Quick Look Composer: Richard Wagner
© Peter Laki
The action of Die Meistersinger von Nürnberg ("The Master Singers of Nuremberg"), completed in 1867 and first performed the following year, revolves around a singing contest and the question of what makes a good song. The opera reveals Wagner's bright, joyful, and humorous side—qualities we don't often see in his works. There are no curses, love potions, or murders this time, only a story of rivalry between a good and a bad singer (Walther von Stoltzing and Sixtus Beckmesser, respectively) for the hand of a lovely maiden (Eva Pogner). The wise poet Hans Sachs harbors tender feelings for Eva, but willingly steps aside in favor of his young friend Walther. (Sachs, a cobbler and poet, was a historical figure who lived in Nuremberg in the 16th century; many of his works have been preserved.)

The Prelude anticipates four of the opera's main melodies. After devoting a separate section to each of them, Wagner ingeniously combines the four in a final section where they can all be heard simultaneously.

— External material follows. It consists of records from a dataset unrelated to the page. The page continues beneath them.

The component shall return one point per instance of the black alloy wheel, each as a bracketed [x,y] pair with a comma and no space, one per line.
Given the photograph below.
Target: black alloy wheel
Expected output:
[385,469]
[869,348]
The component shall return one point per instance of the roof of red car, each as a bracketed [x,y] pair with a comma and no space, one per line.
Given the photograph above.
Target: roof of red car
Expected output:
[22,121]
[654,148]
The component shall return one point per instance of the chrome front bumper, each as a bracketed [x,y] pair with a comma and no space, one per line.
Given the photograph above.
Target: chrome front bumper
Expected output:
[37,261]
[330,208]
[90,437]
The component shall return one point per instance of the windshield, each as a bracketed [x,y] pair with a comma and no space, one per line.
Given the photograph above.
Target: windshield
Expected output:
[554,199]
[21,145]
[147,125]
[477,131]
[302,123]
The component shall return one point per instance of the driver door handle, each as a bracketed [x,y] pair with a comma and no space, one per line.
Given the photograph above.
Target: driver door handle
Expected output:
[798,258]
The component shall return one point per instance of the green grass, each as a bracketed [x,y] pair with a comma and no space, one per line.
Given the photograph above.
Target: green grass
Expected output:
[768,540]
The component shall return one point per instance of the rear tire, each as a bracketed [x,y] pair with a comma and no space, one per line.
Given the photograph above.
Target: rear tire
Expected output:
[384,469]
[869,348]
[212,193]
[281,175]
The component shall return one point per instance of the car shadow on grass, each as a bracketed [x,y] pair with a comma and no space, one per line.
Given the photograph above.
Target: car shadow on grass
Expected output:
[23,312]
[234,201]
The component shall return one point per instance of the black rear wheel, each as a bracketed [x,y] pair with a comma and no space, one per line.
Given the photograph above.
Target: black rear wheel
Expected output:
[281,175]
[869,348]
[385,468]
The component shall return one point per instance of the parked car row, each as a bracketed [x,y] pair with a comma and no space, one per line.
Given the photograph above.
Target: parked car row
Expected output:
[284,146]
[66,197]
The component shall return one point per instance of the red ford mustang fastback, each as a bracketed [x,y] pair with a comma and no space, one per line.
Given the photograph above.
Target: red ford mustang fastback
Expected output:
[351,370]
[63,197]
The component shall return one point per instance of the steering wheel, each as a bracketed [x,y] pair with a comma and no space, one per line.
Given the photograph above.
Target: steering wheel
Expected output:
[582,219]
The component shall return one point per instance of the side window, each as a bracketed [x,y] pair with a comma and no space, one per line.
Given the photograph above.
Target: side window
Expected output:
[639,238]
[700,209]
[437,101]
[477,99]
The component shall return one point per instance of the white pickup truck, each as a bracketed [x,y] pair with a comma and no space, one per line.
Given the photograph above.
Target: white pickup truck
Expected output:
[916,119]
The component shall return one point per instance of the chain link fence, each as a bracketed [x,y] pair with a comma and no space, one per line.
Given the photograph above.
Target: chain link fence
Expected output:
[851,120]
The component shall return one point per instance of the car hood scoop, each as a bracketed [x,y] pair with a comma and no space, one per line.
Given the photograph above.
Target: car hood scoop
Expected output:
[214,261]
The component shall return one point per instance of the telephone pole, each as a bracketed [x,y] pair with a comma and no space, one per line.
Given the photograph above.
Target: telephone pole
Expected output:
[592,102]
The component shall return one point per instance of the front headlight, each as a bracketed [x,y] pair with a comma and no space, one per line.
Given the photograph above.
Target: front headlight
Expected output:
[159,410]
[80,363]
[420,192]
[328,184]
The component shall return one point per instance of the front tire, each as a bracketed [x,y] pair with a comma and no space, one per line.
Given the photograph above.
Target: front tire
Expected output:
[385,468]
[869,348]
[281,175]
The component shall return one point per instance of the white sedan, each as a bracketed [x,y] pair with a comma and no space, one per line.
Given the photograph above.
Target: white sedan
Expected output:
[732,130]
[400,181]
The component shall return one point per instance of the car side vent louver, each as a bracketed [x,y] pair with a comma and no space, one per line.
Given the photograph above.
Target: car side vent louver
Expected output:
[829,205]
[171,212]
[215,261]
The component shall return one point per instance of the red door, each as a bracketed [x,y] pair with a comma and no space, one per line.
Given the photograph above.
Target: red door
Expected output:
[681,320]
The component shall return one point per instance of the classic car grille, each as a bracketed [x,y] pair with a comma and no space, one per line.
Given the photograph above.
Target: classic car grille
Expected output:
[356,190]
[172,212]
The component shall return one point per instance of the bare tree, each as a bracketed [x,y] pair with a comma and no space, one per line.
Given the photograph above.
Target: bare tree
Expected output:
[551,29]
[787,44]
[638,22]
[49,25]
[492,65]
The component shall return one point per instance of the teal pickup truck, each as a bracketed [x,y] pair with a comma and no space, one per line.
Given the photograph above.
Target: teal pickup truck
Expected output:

The first two themes are associated with the guild of the master singers. The first a march and the second a fanfare, they are heard throughout the opera whenever Hans Sachs and the other masters enter as a group or the guild is mentioned. The third theme is a variant of the song with which Walther wins the singing contest and, with it, Eva's hand. Finally, the fourth theme is introduced in conjunction with a funny, irreverent version of the master singers' melody as the apprentices imitate the masters and poke fun at them. This episode alludes to the scene in Act III where Beckmesser presents himself as a contender in the singing contest while people in the audience shake their heads in disapproval: Scheint mir nicht der Rechte ("Doesn't seem the right one to me"). The combination of these four themes brings the prelude to a glorious climax that, in the opera, leads directly into the beginning of Act I (the congregation singing a chorale in church); however, it is highly effective with a concert ending, too.